Eine 39-Jährige aus Niedersachsen soll die Entführung von Bundesgesundheitsminister Lauterbach mitgeplant haben. Am Rande einer Corona-Demo wies sie Polizisten auf das geplante Verbrechen hin.
Weil sie sich an „Reichsbürger“-Plänen zum Sturz der Bundesregierung beteiligt haben soll, steht eine 39-Jährige vor dem Oberlandesgericht (OLG) Celle. Der Hausfrau und Mutter aus dem Landkreis Hildesheim wird Mitgliedschaft in einer terroristischen Vereinigung und die Vorbereitung eines hochverräterischen Unternehmens vorgeworfen. Außerdem soll sie illegal einen Schlagring besessen haben.

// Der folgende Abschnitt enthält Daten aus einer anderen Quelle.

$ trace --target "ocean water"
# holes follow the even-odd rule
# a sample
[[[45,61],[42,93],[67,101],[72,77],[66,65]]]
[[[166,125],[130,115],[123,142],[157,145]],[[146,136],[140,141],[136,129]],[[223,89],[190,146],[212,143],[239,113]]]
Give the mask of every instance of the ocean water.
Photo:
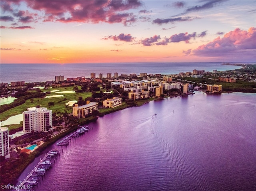
[[[0,65],[0,82],[24,81],[26,83],[55,80],[55,76],[68,77],[84,76],[90,77],[91,73],[96,77],[107,73],[118,75],[146,73],[148,74],[171,74],[180,72],[192,72],[196,69],[212,72],[230,70],[240,68],[237,66],[223,65],[220,63],[106,63],[86,64],[1,64]]]
[[[256,106],[255,94],[196,92],[105,115],[48,148],[63,152],[36,190],[256,190]]]

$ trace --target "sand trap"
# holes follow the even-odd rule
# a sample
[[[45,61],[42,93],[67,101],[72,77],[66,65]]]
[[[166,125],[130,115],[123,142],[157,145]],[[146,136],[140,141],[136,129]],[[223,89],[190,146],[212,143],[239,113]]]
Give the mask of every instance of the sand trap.
[[[64,97],[63,95],[56,95],[54,96],[46,96],[44,98],[51,98],[52,97]]]
[[[56,92],[56,93],[57,94],[70,94],[72,93],[75,93],[76,92],[73,91],[64,91],[63,92]]]
[[[73,100],[73,101],[70,101],[67,103],[65,103],[65,104],[68,105],[68,106],[73,106],[73,105],[74,105],[76,103],[77,103],[77,101]]]
[[[42,93],[46,93],[46,92],[58,92],[59,90],[51,90],[50,91],[47,91],[46,92],[41,92]]]
[[[1,98],[1,99],[0,99],[0,105],[4,105],[4,104],[9,104],[9,103],[12,103],[16,99],[17,99],[17,98],[12,97]]]
[[[39,88],[39,89],[43,89],[44,88],[44,87],[43,86],[35,86],[34,87],[33,87],[34,88]],[[51,89],[51,88],[52,88],[52,87],[48,87],[48,89]]]
[[[23,115],[22,113],[18,115],[12,116],[5,121],[2,122],[2,126],[12,124],[20,124],[20,122],[23,120]]]

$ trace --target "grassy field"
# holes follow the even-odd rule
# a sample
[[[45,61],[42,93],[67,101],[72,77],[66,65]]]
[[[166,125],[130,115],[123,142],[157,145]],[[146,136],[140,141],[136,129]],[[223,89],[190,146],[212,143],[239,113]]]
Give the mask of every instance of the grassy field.
[[[59,90],[59,91],[72,91],[73,87],[60,87],[52,88],[48,90],[48,91]],[[42,90],[42,91],[47,91],[46,90]],[[73,100],[78,100],[79,97],[82,97],[83,100],[86,98],[90,97],[92,93],[90,92],[83,93],[72,93],[67,94],[58,94],[56,92],[52,92],[50,94],[47,94],[46,95],[52,96],[56,95],[63,95],[64,97],[58,97],[51,98],[34,98],[27,100],[25,103],[19,105],[1,114],[0,119],[2,120],[7,120],[9,117],[14,115],[20,114],[24,111],[26,111],[26,109],[30,107],[36,107],[40,106],[41,107],[46,107],[48,109],[52,110],[52,112],[65,112],[68,113],[72,112],[72,107],[65,105],[65,104],[70,101]],[[48,103],[53,102],[54,104],[49,106]]]
[[[236,82],[230,83],[226,82],[220,82],[218,81],[208,79],[191,77],[183,78],[185,80],[191,81],[196,83],[206,83],[207,84],[219,84],[222,86],[222,91],[229,92],[241,92],[244,93],[256,93],[256,83],[247,82],[242,80],[236,80]]]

Die Angeklagte, die nicht in Untersuchungshaft sitzt, versteckte am ersten Prozesstag ihr Gesicht hinter einem Aktenordner. Sie schwieg zu den Vorwürfen, will sich aber zu einem späteren Zeitpunkt äußern. Laut Anklage gehörte die Frau zur sogenannten „Kaiserreichsgruppe“, die im Jahr 2022 einen bundesweiten Stromausfall und die Entführung von Bundesgesundheitsminister Karl Lauterbach (SPD) vorbereitet haben soll.

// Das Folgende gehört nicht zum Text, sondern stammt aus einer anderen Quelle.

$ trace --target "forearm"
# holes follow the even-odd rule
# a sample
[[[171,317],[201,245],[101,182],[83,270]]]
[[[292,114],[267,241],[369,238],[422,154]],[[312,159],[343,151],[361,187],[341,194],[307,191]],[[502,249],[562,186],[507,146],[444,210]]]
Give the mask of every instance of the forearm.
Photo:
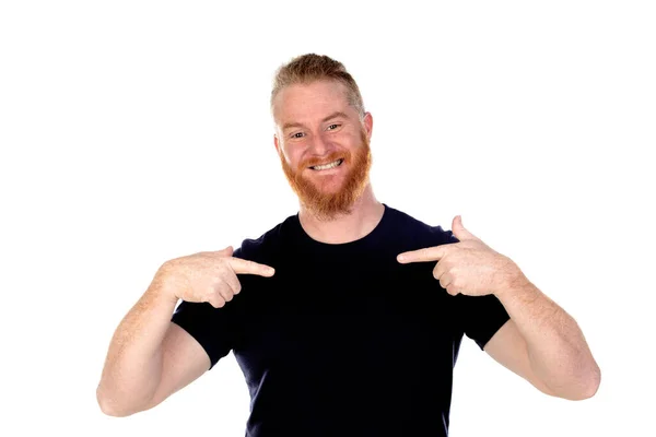
[[[591,397],[600,371],[576,321],[523,274],[496,296],[526,341],[535,375],[561,398]]]
[[[101,409],[129,415],[153,397],[162,373],[162,342],[177,298],[164,287],[160,272],[116,329],[97,388]]]

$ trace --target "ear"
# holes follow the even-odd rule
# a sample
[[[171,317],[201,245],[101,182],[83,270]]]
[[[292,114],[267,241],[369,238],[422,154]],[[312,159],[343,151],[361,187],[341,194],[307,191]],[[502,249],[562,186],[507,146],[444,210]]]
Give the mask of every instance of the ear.
[[[364,130],[366,131],[366,138],[371,141],[372,132],[374,130],[374,117],[372,116],[372,113],[364,113],[362,123],[364,125]]]

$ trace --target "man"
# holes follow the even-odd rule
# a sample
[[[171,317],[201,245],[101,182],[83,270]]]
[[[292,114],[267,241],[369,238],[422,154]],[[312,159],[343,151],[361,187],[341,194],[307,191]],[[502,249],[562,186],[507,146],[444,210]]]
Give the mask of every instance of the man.
[[[298,213],[159,269],[109,346],[105,413],[150,409],[233,351],[248,436],[446,436],[465,334],[544,393],[596,392],[576,322],[511,259],[459,216],[445,232],[376,200],[373,118],[340,62],[280,68],[271,110]]]

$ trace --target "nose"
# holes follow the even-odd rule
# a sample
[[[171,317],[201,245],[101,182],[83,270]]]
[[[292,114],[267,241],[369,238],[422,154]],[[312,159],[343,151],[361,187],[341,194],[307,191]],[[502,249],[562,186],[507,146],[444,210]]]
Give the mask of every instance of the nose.
[[[309,152],[316,156],[325,156],[330,153],[331,146],[325,138],[319,135],[314,135],[309,145]]]

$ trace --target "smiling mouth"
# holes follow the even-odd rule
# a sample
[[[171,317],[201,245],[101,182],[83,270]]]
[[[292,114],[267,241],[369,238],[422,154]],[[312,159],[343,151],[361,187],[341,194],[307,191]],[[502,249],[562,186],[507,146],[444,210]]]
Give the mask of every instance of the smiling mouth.
[[[342,157],[342,158],[339,158],[339,160],[333,161],[331,163],[328,163],[328,164],[325,164],[325,165],[315,165],[315,166],[312,166],[309,168],[312,168],[313,170],[317,170],[317,172],[328,170],[330,168],[339,167],[343,162],[344,162],[344,158]]]

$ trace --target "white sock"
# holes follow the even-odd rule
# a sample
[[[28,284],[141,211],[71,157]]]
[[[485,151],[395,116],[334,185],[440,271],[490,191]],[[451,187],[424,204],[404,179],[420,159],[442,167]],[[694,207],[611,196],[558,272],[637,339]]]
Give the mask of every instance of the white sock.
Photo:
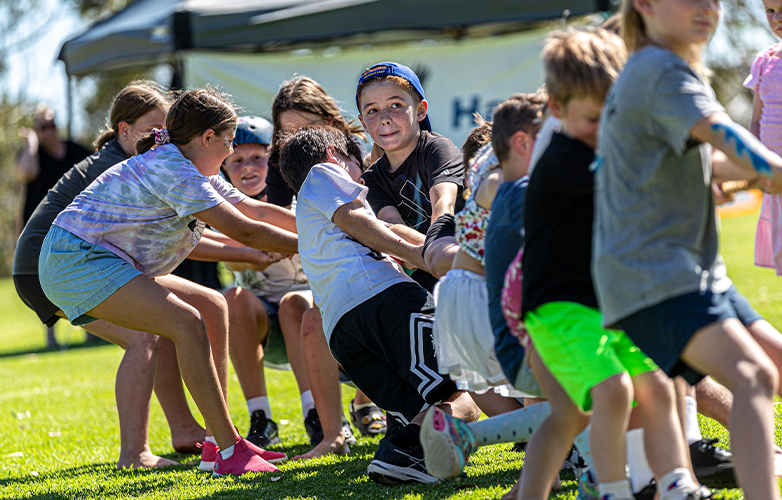
[[[633,493],[646,488],[654,479],[654,473],[646,460],[644,447],[644,430],[631,429],[627,431],[627,465],[630,468],[630,486]]]
[[[236,445],[232,444],[228,448],[226,448],[224,450],[220,450],[220,456],[223,457],[223,460],[228,460],[229,458],[231,458],[233,456],[233,454],[234,454],[234,446],[236,446]]]
[[[660,478],[660,482],[657,483],[660,500],[683,500],[697,489],[698,486],[693,482],[690,470],[684,467],[673,469],[664,474]]]
[[[301,414],[304,418],[307,418],[307,413],[311,409],[315,408],[315,400],[312,399],[312,391],[304,391],[301,393]]]
[[[272,407],[269,405],[269,396],[258,396],[257,398],[247,400],[247,411],[250,412],[250,415],[257,410],[263,410],[266,418],[272,420]]]
[[[687,431],[687,444],[703,439],[698,425],[698,403],[690,396],[684,396],[684,428]]]
[[[633,492],[630,490],[630,481],[620,479],[610,483],[599,483],[597,490],[603,500],[633,500]]]

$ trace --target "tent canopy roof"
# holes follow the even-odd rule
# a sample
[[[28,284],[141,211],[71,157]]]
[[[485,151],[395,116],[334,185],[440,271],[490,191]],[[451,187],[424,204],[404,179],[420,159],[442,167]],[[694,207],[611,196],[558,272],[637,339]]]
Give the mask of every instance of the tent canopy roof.
[[[362,34],[432,36],[608,10],[609,0],[137,0],[68,40],[70,75],[150,66],[179,50],[272,51]],[[403,38],[404,39],[404,38]]]

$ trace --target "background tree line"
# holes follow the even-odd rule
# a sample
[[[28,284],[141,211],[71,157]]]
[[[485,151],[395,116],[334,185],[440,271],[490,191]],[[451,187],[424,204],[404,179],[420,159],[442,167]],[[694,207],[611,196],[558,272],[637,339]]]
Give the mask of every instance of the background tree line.
[[[132,0],[60,0],[63,9],[75,9],[88,23],[124,8]],[[756,5],[757,4],[757,5]],[[741,84],[749,73],[755,54],[767,46],[770,30],[763,17],[761,0],[724,0],[722,50],[710,52],[707,63],[713,71],[712,84],[718,99],[740,123],[747,123],[752,94]],[[40,37],[57,15],[47,9],[43,0],[0,0],[0,77],[7,71],[8,56]],[[46,61],[49,64],[50,61]],[[62,69],[58,69],[62,71]],[[154,68],[91,75],[90,95],[84,101],[87,126],[74,137],[88,146],[104,125],[106,112],[116,93],[128,82],[151,78]],[[82,79],[76,88],[83,87]],[[160,82],[167,85],[169,82]],[[522,89],[520,89],[522,90]],[[16,238],[21,230],[19,219],[24,185],[15,173],[14,158],[23,144],[18,131],[32,125],[31,112],[38,103],[30,96],[9,96],[0,88],[0,276],[10,276]]]

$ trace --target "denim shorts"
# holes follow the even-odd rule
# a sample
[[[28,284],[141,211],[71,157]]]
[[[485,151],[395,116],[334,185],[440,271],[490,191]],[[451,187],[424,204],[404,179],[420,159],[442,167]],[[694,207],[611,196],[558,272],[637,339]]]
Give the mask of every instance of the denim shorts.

War die Frau einer Mitverschwörerin?
Es handelt sich um das erste Verfahren im Zusammenhang mit dieser Gruppe in Niedersachsen, beim OLG Celle ist die niedersächsische Zentralstelle zur Terrorismusbekämpfung angesiedelt. Das Gericht hat mehr als 20 Verhandlungstage angesetzt, um zu klären, ob die Frau eine Mitverschwörerin war. Für die Angeklagte gilt die Unschuldsvermutung.
Am 14. Februar 2022 sprach die Frau aus einem kleinen Ort im Landkreis Hildesheim am Rande einer Demonstration gegen die staatlichen Corona-Maßnahmen eine Polizistin an und sagte, sie wolle vor einem bevorstehenden Verbrechen warnen. Die Polizeioberkommissarin, die damals in Sarstedt das Gespräch mit der Angeklagten führte, wurde heute in Celle als erste Zeugin vernommen.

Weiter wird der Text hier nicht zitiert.